What’s The Different Between Collectors, Attorneys and In-House Efforts?
The first order of business is to compare and contrast the services and costs of collectors, attorneys and in-house employees. Let’s start with a chart I’ve prepared comparing what I consider to be key offerings in the collections context:
There are other key differences between these parties, of course, such as a lawyers ability to give your company legal advice and confer with you about legal interpretations that may help your case. At the beginning of the debt collecting process, however, some of these abstract legal questions mean nothing to your company’s underlying goal: to collect the debt.The chart I’ve created above analyzes key parts of the debt collection process, and not the litigation process.
As you can see, a collector is a great source to make initial phone calls and demands for the debt, to communicate to the opposing parties that you are serious about pursuing the debt and to do credit reporting. In-house collection outfits can make demands for payment, but they are sometimes treated less seriously than an attorney or a debt collector. As far as attorneys go, they are needed when its time to file suit and get into the legal nitty-gritty, but not necessarily the most cost effective option or very good at true collection efforts, like constantly contacting the debtor and reporting them to credit agencies.
Each of these collection options have their own pros and cons. Who to choose will boil down to what the situation demands.
Comparing Cost of Attorneys and Debt Collectors
No one works for free, and that’s true for debt collectors. While debt collectors can charge for their services in a variety of ways, collectors usually charge a commission for their services. If they aren’t successful at collecting there’s no fee, but if the collector is successful, the collector receives a percentage of the amount collected for its fee – usually 20-30%. For obvious reasons, the higher the debt the more negotiable the commission.
The question boils down to whether a debt collector is worth this expense.
When speaking with my client we were using a $50,000 debt as an example. He wondered whether a collector’s service was justified at the 20% commission rate when he could hire an attorney on an hourly basis to make some initial demands and work the file. After all, 20% of $50,000 is $10,000. At $300 per hour, that’s 33 hours of attorney work.

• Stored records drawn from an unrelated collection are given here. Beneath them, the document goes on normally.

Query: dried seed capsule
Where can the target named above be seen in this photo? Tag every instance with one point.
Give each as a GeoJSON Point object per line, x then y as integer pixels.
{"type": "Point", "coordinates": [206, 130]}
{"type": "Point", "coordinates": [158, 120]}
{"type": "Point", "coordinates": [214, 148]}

The customer makes an excellent point. As mentioned at the top of this post, however, there isn’t an easy way to break down this decision.
Of course, if the collector makes one phone call and collects the debt, the $10,000 fee is high. Nevertheless, this is an unlikely scenario given that the debt was so difficult to collect that you sought a collector’s services in the first place. Instead, consider the following factors:
- The debt may never be collected. Collectors bear this risk and when an account is a true dead end, it’s the debt collectors and not you to swallow the costs in attempting to collect the debt;
- 30 hours of work goes fast, especially in the legal world. Your attorney will do a few research memorandums, will make a few phone calls, will send a few letters and will start drafting your lawsuit. You’d be surprised at how quickly this adds up.
- Attorneys are in the business of filing suit and not making repeated attempts to collect debts. When you send your account to an attorney to collect, he or she is likely to start preparing the thing for litigation, which will very easily eclipse your $10k / 30 hours budget. Even though the litigation might ultimately be successful, you may have been able to collect on the debt faster and for less with a collector.